What I felt this year wasn’t as striking or profound. It had been coming on for weeks like a fog across the ocean. In the beginning I did not notice, but at the end I was thoroughly engulfed by it. It was sadness, loneliness and the greenest envy. The envy was the worst part.
I wasn’t lonely because I was dissatisfied with my own company, I was lonely because I thought of the good times that everyone would be having, and how I wouldn’t be there to share them. The who, and the where didn’t matter too much. All that mattered was that they were people I knew but could not see, and that they were somewhere I could not be. In my mind their grass was infinitely greener than mine. Instead of making memories of my own, I spent hours in communion with my duvet.

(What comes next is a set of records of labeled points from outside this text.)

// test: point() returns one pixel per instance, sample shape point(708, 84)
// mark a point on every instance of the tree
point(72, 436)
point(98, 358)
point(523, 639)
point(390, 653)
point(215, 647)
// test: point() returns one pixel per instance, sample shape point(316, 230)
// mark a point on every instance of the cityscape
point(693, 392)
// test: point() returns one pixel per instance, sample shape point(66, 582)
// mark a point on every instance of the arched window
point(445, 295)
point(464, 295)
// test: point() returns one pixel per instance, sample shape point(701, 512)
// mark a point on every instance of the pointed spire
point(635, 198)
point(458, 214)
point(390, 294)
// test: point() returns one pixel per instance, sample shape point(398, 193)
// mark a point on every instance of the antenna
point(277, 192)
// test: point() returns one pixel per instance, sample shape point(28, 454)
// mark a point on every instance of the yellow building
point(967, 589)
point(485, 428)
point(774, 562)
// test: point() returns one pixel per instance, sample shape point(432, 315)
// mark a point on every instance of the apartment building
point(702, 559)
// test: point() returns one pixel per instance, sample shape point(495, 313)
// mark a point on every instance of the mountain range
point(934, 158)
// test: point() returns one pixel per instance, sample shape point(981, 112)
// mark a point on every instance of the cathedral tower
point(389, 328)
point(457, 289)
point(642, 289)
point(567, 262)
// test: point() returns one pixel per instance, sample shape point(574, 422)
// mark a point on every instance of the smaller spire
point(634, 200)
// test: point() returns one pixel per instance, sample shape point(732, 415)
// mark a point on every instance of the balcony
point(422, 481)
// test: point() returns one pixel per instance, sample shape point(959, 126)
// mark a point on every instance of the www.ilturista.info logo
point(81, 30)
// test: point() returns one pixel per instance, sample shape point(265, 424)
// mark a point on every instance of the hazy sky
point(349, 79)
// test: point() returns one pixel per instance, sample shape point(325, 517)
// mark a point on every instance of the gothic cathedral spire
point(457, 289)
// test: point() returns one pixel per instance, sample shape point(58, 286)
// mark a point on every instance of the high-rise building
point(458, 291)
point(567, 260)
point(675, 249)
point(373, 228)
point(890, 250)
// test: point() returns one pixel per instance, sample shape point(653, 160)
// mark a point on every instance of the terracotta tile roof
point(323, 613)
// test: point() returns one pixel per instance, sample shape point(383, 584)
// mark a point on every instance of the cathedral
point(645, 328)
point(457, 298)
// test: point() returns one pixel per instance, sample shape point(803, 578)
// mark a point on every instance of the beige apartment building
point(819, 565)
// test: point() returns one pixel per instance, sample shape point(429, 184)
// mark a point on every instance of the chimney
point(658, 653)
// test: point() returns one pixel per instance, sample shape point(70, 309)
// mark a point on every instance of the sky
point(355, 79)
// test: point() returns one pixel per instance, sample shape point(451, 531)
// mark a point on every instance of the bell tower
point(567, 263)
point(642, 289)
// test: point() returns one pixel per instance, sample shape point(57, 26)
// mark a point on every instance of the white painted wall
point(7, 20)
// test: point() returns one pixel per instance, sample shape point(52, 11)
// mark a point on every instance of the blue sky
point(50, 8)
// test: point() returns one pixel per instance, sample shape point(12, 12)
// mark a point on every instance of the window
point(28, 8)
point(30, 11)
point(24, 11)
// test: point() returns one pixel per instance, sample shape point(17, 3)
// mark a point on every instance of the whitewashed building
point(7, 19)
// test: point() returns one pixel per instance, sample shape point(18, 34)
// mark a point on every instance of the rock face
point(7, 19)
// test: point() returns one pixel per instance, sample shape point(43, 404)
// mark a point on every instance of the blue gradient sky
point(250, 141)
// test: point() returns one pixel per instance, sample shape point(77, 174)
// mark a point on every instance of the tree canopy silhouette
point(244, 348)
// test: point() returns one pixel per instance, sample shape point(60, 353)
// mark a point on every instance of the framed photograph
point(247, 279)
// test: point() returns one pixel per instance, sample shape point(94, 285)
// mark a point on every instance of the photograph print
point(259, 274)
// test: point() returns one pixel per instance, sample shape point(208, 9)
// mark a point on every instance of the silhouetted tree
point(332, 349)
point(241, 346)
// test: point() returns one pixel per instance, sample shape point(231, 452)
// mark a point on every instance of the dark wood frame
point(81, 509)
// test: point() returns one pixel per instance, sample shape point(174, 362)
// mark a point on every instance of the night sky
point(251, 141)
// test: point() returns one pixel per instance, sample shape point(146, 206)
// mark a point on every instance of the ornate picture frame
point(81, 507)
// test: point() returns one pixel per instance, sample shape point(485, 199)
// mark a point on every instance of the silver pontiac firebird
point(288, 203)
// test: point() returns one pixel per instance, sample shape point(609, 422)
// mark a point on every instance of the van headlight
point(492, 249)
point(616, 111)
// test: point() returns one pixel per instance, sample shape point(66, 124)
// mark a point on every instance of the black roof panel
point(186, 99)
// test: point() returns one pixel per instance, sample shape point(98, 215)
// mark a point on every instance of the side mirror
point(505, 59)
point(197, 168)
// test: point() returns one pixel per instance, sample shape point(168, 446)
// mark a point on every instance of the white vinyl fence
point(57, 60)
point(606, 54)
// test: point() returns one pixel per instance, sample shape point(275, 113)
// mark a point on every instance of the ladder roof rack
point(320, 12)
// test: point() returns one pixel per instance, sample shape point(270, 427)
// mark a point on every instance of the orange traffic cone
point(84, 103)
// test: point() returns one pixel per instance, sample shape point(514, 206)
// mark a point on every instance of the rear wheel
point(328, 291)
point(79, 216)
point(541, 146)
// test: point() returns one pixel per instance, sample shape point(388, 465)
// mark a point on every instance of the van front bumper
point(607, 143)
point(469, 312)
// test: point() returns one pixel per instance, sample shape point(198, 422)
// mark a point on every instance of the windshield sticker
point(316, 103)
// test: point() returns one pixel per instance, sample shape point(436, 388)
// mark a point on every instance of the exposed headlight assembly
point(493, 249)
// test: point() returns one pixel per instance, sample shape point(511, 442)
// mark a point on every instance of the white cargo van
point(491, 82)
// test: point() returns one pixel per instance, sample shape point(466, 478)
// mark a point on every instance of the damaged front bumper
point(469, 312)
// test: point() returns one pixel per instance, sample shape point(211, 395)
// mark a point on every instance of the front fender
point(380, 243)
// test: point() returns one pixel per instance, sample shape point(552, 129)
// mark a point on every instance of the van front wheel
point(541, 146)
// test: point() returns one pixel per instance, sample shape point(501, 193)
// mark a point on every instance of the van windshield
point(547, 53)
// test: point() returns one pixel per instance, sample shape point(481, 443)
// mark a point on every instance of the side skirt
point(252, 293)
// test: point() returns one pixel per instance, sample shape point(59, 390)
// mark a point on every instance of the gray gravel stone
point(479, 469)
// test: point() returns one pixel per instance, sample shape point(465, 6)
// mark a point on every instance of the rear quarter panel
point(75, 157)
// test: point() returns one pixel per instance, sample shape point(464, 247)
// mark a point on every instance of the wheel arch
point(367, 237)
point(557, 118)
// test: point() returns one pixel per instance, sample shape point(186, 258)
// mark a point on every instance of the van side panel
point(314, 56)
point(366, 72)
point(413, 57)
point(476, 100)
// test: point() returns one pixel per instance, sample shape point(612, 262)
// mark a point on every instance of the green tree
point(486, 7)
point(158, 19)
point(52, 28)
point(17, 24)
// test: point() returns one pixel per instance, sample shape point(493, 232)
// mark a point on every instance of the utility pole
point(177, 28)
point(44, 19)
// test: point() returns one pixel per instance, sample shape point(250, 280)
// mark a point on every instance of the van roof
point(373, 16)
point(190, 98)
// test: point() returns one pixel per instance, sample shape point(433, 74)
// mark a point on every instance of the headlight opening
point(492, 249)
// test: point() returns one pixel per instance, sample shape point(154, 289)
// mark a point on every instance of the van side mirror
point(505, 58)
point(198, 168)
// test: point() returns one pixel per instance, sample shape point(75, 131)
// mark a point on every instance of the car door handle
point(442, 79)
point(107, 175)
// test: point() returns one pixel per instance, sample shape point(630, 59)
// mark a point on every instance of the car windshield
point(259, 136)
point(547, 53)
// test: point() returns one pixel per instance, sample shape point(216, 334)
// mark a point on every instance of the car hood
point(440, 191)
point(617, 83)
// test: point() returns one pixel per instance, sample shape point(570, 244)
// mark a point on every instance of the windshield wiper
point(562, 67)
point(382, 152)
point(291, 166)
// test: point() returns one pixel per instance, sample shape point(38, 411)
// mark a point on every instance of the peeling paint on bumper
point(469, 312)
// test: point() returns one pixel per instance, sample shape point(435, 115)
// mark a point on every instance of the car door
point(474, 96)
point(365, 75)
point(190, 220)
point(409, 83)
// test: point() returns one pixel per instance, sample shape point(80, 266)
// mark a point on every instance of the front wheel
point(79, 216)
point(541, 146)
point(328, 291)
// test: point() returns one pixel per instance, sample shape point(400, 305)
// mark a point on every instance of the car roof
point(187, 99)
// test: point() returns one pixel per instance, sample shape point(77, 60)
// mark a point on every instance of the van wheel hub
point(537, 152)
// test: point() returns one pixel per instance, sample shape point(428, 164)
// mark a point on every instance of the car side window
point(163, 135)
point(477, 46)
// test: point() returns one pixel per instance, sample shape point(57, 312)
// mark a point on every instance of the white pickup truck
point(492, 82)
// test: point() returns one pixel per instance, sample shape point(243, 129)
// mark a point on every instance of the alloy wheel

These thoughts aren’t unique. Nearly 1 in 2 men in the United Kingdom feel depressed or sad during the Christmas holidays. The Christmas blues are well documented in Pop Culture from Miley Cyrus’ My Sad Christmas Song, to Last Christmas, Wham’s carol to all who find themselves single come Christmastime. A study published by the Office of National Statistics shows that January has one of the highest suicide rates compared with other months of the year.
I knew then that if I spent the holidays alone, I wouldn’t make it through unscathed. Come the new year, I’d be living out of my pyjamas and staring at the ceiling. I packed a gym bag with the clean clothes I had left and jumped on a train to Manchester. I have some relatives there.
It is the first holiday I have spent without my nuclear family and I know that it will not be my last.
It may not have been the best I’ve ever had, but it taught me something priceless. Next year, regardless of where I find myself, I will not be so foolish as to entertain thoughts of a Christmas spent on my own. There will be people. There will be laughter. And as long as those two things are there, there will be hope.